Introduction
Overview
The testing-api serves as the foundational interface for managing and executing evaluations within the Supervised AI platform. It provides a standardized structure for defining test suites, executing model evaluations, and capturing performance metrics.
Designed for developers and data scientists, this API ensures that testing workflows are consistent across different models and environments, enabling high-fidelity quality assurance for AI-driven applications.
Core Objectives
The primary goal of the testing-api is to streamline the validation phase of the AI lifecycle. It achieves this through three core pillars:
- Standardization: Providing a uniform schema for test cases and results to ensure compatibility across the Supervised AI ecosystem.
- Automation: Enabling programmatic triggers for testing suites within CI/CD pipelines or model training workflows.
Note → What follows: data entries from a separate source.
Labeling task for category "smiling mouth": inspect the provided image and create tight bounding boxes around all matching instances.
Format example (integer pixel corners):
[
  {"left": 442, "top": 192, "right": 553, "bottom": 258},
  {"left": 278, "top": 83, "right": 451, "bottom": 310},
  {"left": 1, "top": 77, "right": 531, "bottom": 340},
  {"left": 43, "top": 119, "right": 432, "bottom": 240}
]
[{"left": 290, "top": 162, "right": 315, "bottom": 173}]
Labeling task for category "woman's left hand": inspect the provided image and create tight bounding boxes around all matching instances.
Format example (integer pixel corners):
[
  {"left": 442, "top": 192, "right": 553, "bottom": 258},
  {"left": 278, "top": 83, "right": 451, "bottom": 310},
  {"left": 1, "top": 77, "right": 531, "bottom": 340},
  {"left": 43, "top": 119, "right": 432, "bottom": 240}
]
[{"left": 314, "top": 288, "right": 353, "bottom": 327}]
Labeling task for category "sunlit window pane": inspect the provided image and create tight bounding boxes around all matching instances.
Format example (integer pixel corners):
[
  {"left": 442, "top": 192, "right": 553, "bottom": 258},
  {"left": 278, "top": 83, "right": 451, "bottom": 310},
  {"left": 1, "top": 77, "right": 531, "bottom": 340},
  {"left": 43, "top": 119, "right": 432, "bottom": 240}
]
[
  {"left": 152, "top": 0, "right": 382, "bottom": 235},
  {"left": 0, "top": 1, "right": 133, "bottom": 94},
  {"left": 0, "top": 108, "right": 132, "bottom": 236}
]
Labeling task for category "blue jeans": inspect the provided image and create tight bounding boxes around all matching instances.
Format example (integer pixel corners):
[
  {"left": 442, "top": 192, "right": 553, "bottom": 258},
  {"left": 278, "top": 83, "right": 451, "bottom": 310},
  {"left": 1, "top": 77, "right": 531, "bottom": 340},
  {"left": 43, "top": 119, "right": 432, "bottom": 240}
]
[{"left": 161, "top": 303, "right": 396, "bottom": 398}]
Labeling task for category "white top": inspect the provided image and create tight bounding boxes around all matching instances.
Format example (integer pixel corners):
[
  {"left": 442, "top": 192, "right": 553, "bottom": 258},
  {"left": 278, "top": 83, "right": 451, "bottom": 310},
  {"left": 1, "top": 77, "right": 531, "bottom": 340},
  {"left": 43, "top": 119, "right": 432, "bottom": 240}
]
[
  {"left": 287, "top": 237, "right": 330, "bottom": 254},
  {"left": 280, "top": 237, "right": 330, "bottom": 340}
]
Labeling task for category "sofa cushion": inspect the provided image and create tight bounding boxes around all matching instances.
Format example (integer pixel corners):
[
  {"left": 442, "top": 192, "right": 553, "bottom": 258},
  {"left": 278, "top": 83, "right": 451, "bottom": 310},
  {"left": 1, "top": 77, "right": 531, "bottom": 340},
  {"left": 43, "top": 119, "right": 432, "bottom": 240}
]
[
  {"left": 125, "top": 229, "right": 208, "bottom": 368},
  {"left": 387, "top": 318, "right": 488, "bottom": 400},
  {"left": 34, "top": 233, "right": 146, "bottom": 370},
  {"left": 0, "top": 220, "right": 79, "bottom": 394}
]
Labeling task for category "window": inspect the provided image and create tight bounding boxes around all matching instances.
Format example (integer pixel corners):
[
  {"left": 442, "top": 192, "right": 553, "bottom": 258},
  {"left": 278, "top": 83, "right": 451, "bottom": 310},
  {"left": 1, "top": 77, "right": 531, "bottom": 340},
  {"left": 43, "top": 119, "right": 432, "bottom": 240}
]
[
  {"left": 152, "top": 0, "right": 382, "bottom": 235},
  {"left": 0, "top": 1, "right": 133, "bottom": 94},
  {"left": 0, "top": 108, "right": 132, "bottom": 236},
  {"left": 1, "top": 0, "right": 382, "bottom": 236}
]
- Reliability: Delivering precise, reproducible evaluation data that helps teams make informed decisions regarding model deployment.
Public Interface and Integration
The API is structured to handle various testing modalities, including unit tests for model outputs, integration tests for platform workflows, and benchmarking against gold-standard datasets.
Interaction Pattern
Users typically interact with the testing-api via structured JSON requests to define test parameters and retrieve evaluation summaries.
// Example: Initiating a test run
POST /v1/tests/run
{
"model_id": "sup-ai-v2-alpha",
"test_suite": "sentiment-analysis-core",
"config": {
"threshold": 0.85,
"concurrency": 10
}
}
Response Structure
The API returns detailed execution objects that include status codes, performance metrics (latency, throughput), and evaluation scores (accuracy, F1-score, etc.).
// Example: Evaluation Result
{
"test_id": "test_88291",
"status": "completed",
"results": {
"accuracy": 0.94,
"avg_latency_ms": 120
},
"timestamp": "2023-10-27T10:00:00Z"
}
Role in the Supervised AI Platform
Within the broader Supervised AI platform, the testing-api acts as the bridge between model development and production readiness. By centralizing the testing logic, it allows the platform to maintain a "source of truth" for model performance, which can be queried by the dashboard for visualization or by deployment services for automated gating.